Title - The Incredible Shrinking Dickies
Artist - The Dickies
Released in 1978 this was the debut album by madcap American punks The Dickies and it reached No.18 in the UK national charts during a five month run in the Top 40.
Available now on stand-alone CD in a slip case, six bonus tracks have been added and the album includes the National Chart hit singles ‘Silent Night’ (No.47), ‘Banana Splits’ (No.7) and ‘Paranoid’ (No.45).
It also comes with a booklet including lyrics to all the songs plus repros of sleeves and memorabilia from the time and original vocalist Leonard Graves Phillips and guitarist Stan Lee still lead The Dickies to this very day.
1. GIVE IT BACK
2. POODLE PARTY
3. PARANOID
4. SHE
5. SHADOW MAN
6. MENTAL WARD
7. EVE OF DESTRUCTION
8. YOU DRIVE ME APE (YOU BIG GORILLA)
9. WATERSLIDE
10. WALK LIKE AN EGG
11. CURB JOB
12. SHAKE & BAKE
13. RONDO (THE MIDGETS REVENGE)
14. I’M OK YOU’RE OK [Bonus Track]
15. SILENT NIGHT [Bonus Track]
16. THE SOUND OF SILENCE [Bonus Track]
17. BANANA SPLITS (THE TRA LA LA SONG) [Bonus Track]

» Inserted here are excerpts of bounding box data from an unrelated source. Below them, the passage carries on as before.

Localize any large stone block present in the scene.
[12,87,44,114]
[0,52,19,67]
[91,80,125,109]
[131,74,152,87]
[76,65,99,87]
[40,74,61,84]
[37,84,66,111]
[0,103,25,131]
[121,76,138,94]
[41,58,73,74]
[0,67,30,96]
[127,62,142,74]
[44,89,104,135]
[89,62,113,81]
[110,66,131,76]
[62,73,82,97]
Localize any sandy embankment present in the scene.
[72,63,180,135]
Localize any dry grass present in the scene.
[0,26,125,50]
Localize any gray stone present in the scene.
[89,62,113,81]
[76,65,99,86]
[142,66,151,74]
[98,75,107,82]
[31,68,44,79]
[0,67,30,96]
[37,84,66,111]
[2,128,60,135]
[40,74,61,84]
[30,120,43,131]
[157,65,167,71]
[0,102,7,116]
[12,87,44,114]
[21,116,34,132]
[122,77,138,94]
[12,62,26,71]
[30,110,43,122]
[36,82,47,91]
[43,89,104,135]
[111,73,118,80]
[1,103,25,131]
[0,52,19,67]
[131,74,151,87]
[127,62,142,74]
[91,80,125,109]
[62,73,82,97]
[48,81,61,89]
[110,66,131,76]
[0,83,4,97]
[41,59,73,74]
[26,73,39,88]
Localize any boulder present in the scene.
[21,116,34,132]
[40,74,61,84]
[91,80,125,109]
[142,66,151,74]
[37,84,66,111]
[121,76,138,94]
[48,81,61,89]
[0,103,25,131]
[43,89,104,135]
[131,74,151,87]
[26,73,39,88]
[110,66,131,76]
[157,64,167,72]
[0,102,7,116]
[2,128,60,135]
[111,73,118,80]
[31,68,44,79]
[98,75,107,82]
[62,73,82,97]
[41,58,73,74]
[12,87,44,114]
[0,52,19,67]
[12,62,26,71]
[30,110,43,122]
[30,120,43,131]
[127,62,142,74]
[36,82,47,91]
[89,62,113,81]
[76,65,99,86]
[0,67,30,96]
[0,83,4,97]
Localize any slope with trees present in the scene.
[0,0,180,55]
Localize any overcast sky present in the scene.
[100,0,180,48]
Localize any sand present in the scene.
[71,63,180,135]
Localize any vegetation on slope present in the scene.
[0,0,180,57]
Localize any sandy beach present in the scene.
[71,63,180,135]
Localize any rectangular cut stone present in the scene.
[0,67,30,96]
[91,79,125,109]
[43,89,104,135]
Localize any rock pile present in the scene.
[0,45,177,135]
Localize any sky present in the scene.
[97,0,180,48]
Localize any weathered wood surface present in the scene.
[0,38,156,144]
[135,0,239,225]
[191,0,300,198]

The USA’s The Dickies were a clone of The Stooges, The Clash and the Buzzcocks, which was never going to be a bad thing musically, and which they brought to the fore brilliantly on their 1979 debut, The Incredible Shrinking Dickies.
A standard power-chord affair with a fanfare-like intro and various parody elements, their monster hit was a cover of the 1968 pop theme song for the children’s television program The Banana Splits, the exhilarating The Tra La La Song (One Banana, Two Banana), which is included here as a bonus track.
Eagerly riding the coattails of the first wave of LA punk, every song they came up with was a stupid, and wholly endearing bout of musical skullduggery, and listening to them today still never ceases to put a smile on my face.
I mean, come on now, Walk Like An Egg is a perfect example of what I’m talking about, as is Waterslide. So much so that they come together to actually manage to match the first Ramones album for sheer wtf’ness!
All the songs on this album are frantically fast and very short, with over half the selections here having run times of under two minutes, and only the instrumental number Rondo is itself longer than three minutes.
But if standout covers, done in a way that you have to hear them to believe them, is your cup of tea, well tune in here for their cover of Black Sabbath’s Paranoid, the Monkees’ She, Simon & Garfunkel’s Sound of Silence, and Barry McGuire’s Eve of Destruction, which are all given the same dizzy treatment as everything else brought forth.
And so on an album that is vibrantly good, outlandishly crazy, honkingly stupid fun, you will find that every track is worth the price of admission!